Don't read this. It might make you angry. The corporatist media don't want you to know about it. It's only the greatest threat humanity has ever faced, yet they all but ignore it. And when they do pay attention, it's to create a false narrative that what is now accepted science isn't accepted science. It's to create a controversy where there isn't one.
Imagine if the greatest threat humanity has ever faced got even a fraction of the attention given to the small band of extremist idiots who wasted hundreds of dollars each, over the weekend, to delude themselves that they are brave heroes engaged in a noble cause. Extremist idiots who, themselves, deny the existence of the greatest threat humanity has ever faced.
On February 1, The Guardian had this simple but devastating news:
A global deal to tackle climate change is all but impossible in 2010, leaving the scale and pace of action to slow global warming in coming decades uncertain, according to senior figures across the world involved in the negotiations.
"The forces trying to tackle climate change are in disarray, wandering in small groups around the battlefield like a beaten army," said a senior British diplomat.
In the Bush era, we could blame it on Bush. But Bush is gone, and although President Obama isn't pushing a climate deal with the desperate urgency it really requires, he is at least engaged in the process. Just a couple days ago, more effort was announced. And yet, the international process is broken. It can't be blamed on the U.S., anymore. A process that doesn't have time for incrementalism, much less stalling, is completely broken. A process that doesn't have time for self-interest and nationalist obstructionism. The world's governments are failing.
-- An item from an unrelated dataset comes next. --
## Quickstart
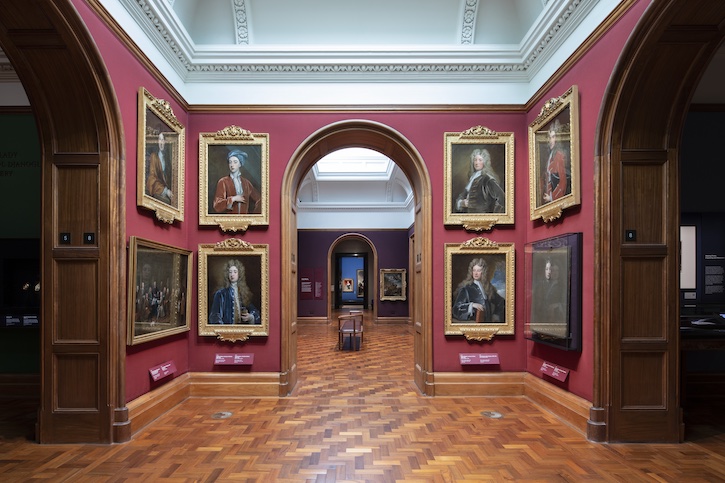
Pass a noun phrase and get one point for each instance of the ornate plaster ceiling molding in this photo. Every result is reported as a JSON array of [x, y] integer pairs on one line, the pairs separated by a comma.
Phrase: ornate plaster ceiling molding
[[467, 63]]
Meanwhile, Exxon is expanding its campaign of disinformation. The British Tories, who are favored to win their next elections, are increasingly jumping the teabag. The E.U. has been busy bickering, and their resolution was pitiful. China is buried in denial. India is obfuscating. Russia has its head in the tundra. Australia's government's attempt to be responsible is tearing it apart. And the U.S. Senate continues its consistent record as an opponent of progress. And as that Guardian article continued:
Many of those contacted say only a legally binding deal setting "top-down" global limits on emissions can ultimately avoid the worst impacts of rising temperatures. But a global deal at the next major climate summit in Mexico is impossible, says the former deputy prime minister John Prescott, now the Council of Europe's rapporteur on climate change. "I don't care if it's government ministers or NGOs, if they think you can get a legal agreement all signed up by November in Mexico, I don't believe it."
Impossible.
Meanwhile, a major glacier in Antarctica is about to collapse. A November study says the ability of plants to absorb some human-emitted carbon dioxide probably has been over-estimated. A new report says the number of strong storms in the western Atlantic could double by the end of the century. A new study says ocean acidification could diminish phytoplankton blooms, thus undermining the source of half the world's atmospheric oxygen. And, of course, January saw this report, in Science Daily:
A new analysis of global surface temperatures by NASA scientists finds the past year was tied for the second warmest since 1880. In the Southern Hemisphere, 2009 was the warmest year on record.
Although 2008 was the coolest year of the decade because of a strong La Nina that cooled the tropical Pacific Ocean, 2009 saw a return to a near-record global temperatures as the La Nina diminished, according to the new analysis by NASA's Goddard Institute for Space Studies (GISS) in New York. The past year was a small fraction of a degree cooler than 2005, the warmest on record, putting 2009 in a virtual tie with a cluster of other years --1998, 2002, 2003, 2006, and 2007 -- for the second warmest on record.
Or even more to the point:
January 2000 to December 2009 was the warmest decade on record. Looking back to 1880, when modern scientific instrumentation became available to monitor temperatures precisely, a clear warming trend is present, although there was a leveling off between the 1940s and 1970s.
The nations facing imminent catastrophe are trying. But they are tiny, and considered politically insignificant. There are already an estimated 25,000,000 climate refugees. We ignore them not only at their peril but at our own. These nations, these peoples. Keep an eye on them. Their desperation will be ours. Because in the face of the greatest threat humanity has ever faced, the world's leaders are failing to lead.